Brookfield invests in strategically positioned infrastructure poised to benefit from global megatrends, including decarbonization, deglobalization, and digitalization. The company expects to grow its funds from operations (FFO) per share at a more than 10% annual rate in the coming years [1]. Multiple growth drivers fuel this view, including its existing infrastructure portfolio generating durable and growing cash flows, backed by inflation-linked rate structures and rising volumes as the global economy expands. Additionally, Brookfield has a large backlog of organic expansion projects currently under construction, including two U.S. semiconductor fabrication facilities and several data centers around the world. The company also routinely makes acquisitions to add new sources of growth [1].
Brookfield's combination of yield and growth positions it to produce strong total returns in the coming years. The company's focus on high-quality infrastructure businesses and its ability to generate steady cash flows make it a strong candidate for outperforming the S&P 500 over the next decade.
References:
[1] https://finance.yahoo.com/news/3-great-high-yield-dividend-070100928.html
Brookfield Infrastructure has delivered market-crushing returns since its formation, with expected annual earnings growth of over 10% and a high-yielding, steadily rising dividend. The company's focus on acquiring and expanding high-quality infrastructure businesses should drive steady cash flow growth, supported by long-term contracts and government-regulated rate structures. This combination of high income and high growth makes Brookfield a strong candidate to outperform the S&P 500 over the next decade.
Brookfield Infrastructure (NYSE: BIPC) has consistently delivered market-crushing returns since its formation, with expected annual earnings growth of over 10% and a high-yielding, steadily rising dividend. The company's focus on acquiring and expanding high-quality infrastructure businesses should drive steady cash flow growth, supported by long-term contracts and government-regulated rate structures. This combination of high income and high growth makes Brookfield a strong candidate to outperform the S&P 500 over the next decade.Brookfield Infrastructure currently yields 4.3%, more than three times higher than the S&P 500 (SNPINDEX: ^GSPC) (1.2% yield) [1]. The global infrastructure giant has increased its payment in all 16 years since its formation, growing it at a brisk 9% compound annual rate during that period. The company expects to increase its payout at a 5% to 9% annual rate over the long term [1].
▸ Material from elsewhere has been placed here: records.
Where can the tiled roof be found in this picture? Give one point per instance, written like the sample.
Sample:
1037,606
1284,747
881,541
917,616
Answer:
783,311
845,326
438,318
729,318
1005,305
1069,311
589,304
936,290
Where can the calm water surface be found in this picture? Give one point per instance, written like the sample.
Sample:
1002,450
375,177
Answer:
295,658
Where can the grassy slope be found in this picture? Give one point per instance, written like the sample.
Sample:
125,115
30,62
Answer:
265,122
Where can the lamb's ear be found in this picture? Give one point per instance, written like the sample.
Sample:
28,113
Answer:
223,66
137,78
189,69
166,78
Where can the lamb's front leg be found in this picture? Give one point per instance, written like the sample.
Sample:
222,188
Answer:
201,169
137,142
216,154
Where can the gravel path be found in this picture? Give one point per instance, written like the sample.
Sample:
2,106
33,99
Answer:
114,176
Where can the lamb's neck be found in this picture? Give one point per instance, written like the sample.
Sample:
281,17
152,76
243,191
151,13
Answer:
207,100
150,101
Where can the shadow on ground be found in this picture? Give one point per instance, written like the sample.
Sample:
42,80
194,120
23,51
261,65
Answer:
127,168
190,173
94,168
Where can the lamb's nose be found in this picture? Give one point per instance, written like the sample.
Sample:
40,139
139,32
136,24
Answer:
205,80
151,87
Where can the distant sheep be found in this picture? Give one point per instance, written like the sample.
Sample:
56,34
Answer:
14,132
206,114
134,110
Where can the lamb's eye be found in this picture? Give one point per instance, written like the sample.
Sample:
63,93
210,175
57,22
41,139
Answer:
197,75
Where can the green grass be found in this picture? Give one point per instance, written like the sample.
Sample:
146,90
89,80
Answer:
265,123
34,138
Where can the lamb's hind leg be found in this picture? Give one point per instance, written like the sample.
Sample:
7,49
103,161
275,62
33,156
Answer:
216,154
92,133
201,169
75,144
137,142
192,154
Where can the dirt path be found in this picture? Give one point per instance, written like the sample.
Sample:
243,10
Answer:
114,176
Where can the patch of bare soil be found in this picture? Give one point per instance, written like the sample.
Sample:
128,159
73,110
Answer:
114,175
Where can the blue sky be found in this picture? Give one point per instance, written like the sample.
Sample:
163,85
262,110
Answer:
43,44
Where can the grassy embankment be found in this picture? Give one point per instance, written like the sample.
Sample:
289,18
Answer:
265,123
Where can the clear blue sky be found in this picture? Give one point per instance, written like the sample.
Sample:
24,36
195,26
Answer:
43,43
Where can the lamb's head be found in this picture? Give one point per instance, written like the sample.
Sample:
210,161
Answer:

Brookfield invests in strategically positioned infrastructure poised to benefit from global megatrends, including decarbonization, deglobalization, and digitalization. The company expects to grow its funds from operations (FFO) per share at a more than 10% annual rate in the coming years [1]. Multiple growth drivers fuel this view, including its existing infrastructure portfolio generating durable and growing cash flows, backed by inflation-linked rate structures and rising volumes as the global economy expands. Additionally, Brookfield has a large backlog of organic expansion projects currently under construction, including two U.S. semiconductor fabrication facilities and several data centers around the world. The company also routinely makes acquisitions to add new sources of growth [1].
Brookfield's combination of yield and growth positions it to produce strong total returns in the coming years. The company's focus on high-quality infrastructure businesses and its ability to generate steady cash flows make it a strong candidate for outperforming the S&P 500 over the next decade.